Date Thesis Awarded

5-2018

Access Type

Honors Thesis -- Access Restricted On-Campus Only

Degree Name

Bachelors of Arts (BA)

Department

English

Advisor

Robert Mulcahy

Committee Members

Christy Burns

Francesca Sawaya

Suzanne Raitt

Alexander Prokhorov

Abstract

In her seminal 1929 feminist essay “A Room of One’s Own,” Virginia Woolf bemoans the lack of a utopian “woman’s sentence” vis-à-vis the “men’s sentence” that has dominated literature and from which no woman writer has successfully managed to free herself. Indeed, the aforementioned quotes illustrate a yearning for a nonexistent, or long-forgotten, language that expresses the linguistically inexpressible. In my thesis, I propose that both the English novelist and essayist Virginia Woolf and the Russian poet and artist Elena Guro establish the optimal creative state as independent of the burden of masculine language.

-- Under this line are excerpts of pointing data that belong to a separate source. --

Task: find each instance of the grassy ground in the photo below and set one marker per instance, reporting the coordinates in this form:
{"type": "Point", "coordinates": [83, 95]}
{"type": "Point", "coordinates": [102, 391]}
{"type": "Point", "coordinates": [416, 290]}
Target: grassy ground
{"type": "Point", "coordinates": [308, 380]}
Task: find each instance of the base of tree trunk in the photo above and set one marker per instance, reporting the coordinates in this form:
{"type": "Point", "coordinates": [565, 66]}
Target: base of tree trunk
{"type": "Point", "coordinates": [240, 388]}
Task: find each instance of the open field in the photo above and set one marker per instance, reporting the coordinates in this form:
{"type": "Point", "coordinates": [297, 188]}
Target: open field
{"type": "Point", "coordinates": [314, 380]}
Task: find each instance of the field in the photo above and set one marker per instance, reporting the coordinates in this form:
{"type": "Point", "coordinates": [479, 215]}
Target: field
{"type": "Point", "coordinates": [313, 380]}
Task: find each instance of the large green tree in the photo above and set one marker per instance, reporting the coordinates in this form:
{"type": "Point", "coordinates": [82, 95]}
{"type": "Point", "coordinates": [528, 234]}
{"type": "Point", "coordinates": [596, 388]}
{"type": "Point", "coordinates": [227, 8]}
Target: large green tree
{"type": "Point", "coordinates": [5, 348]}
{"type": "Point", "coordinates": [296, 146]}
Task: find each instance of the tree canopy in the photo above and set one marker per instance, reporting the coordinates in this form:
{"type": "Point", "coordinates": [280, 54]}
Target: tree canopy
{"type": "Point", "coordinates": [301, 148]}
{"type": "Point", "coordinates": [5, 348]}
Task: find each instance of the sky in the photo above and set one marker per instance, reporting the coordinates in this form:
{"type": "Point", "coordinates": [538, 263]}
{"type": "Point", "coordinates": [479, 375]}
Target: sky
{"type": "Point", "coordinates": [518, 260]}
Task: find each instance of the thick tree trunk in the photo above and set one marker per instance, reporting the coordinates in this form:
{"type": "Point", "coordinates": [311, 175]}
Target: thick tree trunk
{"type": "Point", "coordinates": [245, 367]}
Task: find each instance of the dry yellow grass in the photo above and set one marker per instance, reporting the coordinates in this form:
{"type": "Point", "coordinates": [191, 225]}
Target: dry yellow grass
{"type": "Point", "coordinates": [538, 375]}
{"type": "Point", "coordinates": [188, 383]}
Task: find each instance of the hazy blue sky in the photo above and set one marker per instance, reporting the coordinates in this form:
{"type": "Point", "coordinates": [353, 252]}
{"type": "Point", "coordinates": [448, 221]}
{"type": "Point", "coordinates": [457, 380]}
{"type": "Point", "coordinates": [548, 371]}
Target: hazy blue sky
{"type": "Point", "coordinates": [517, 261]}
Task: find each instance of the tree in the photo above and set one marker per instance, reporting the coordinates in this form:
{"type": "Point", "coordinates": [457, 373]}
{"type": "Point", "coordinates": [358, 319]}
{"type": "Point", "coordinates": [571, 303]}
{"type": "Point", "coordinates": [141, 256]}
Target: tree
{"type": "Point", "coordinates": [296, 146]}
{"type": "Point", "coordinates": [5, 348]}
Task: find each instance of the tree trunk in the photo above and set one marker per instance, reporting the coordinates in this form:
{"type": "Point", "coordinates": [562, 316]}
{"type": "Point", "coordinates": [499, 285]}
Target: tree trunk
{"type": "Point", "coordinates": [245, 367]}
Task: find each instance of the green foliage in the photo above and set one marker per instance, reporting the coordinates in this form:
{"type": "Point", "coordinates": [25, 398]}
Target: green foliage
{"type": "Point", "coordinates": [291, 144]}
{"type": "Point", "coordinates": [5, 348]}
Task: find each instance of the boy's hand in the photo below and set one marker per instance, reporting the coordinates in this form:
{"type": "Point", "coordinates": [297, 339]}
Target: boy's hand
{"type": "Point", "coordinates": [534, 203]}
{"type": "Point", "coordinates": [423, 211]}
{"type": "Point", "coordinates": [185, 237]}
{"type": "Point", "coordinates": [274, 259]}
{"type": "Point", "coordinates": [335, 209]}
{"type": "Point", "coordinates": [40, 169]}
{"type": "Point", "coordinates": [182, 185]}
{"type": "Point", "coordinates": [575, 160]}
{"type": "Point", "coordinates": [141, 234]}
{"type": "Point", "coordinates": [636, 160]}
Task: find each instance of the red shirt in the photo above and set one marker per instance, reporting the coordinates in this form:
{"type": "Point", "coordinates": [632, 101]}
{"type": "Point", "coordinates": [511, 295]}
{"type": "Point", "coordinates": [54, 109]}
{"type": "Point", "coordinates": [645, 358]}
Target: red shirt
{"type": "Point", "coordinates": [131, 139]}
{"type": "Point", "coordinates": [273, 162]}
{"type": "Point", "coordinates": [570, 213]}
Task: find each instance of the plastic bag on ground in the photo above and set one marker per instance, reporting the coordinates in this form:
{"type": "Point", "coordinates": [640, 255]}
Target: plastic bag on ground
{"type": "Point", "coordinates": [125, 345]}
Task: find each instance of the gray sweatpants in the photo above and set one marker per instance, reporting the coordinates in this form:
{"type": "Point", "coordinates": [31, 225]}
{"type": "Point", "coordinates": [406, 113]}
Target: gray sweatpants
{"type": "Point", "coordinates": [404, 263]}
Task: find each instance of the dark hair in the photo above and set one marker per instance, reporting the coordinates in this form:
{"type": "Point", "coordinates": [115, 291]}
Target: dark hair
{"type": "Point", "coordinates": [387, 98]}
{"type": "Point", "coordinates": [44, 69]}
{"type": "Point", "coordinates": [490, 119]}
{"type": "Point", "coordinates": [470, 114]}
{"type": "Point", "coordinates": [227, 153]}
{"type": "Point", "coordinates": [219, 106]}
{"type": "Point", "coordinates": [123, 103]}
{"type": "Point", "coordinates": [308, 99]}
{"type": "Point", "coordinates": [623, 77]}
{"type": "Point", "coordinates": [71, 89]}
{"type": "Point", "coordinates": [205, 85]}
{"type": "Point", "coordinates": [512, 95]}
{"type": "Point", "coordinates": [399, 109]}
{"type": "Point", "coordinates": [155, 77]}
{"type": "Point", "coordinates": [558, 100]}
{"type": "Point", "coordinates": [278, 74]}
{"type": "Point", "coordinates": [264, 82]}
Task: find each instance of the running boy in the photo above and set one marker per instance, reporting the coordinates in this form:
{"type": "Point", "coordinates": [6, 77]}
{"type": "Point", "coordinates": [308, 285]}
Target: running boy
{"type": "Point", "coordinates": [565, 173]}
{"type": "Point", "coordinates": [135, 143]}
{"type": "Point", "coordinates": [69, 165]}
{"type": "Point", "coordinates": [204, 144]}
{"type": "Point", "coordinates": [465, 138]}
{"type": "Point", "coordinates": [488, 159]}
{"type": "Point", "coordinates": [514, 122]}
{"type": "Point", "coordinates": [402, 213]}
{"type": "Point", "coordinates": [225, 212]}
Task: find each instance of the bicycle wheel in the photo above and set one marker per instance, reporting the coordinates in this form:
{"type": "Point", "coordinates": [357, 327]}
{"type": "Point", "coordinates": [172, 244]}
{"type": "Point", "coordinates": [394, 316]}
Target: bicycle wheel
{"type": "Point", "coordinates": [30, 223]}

In their respective works The Waves (1931) and The Little Camels of the Sky (Nebesnye verbliuzhata) (1914, hereafter referred to as Little Camels), Woolf and Guro challenge the authority of the masculine sentence and propose a means of reclaiming language by estranging the linguistic subject, deconstructing feminine archetypes, and ultimately, by anticipating the French feminist idea of l’écriture féminine.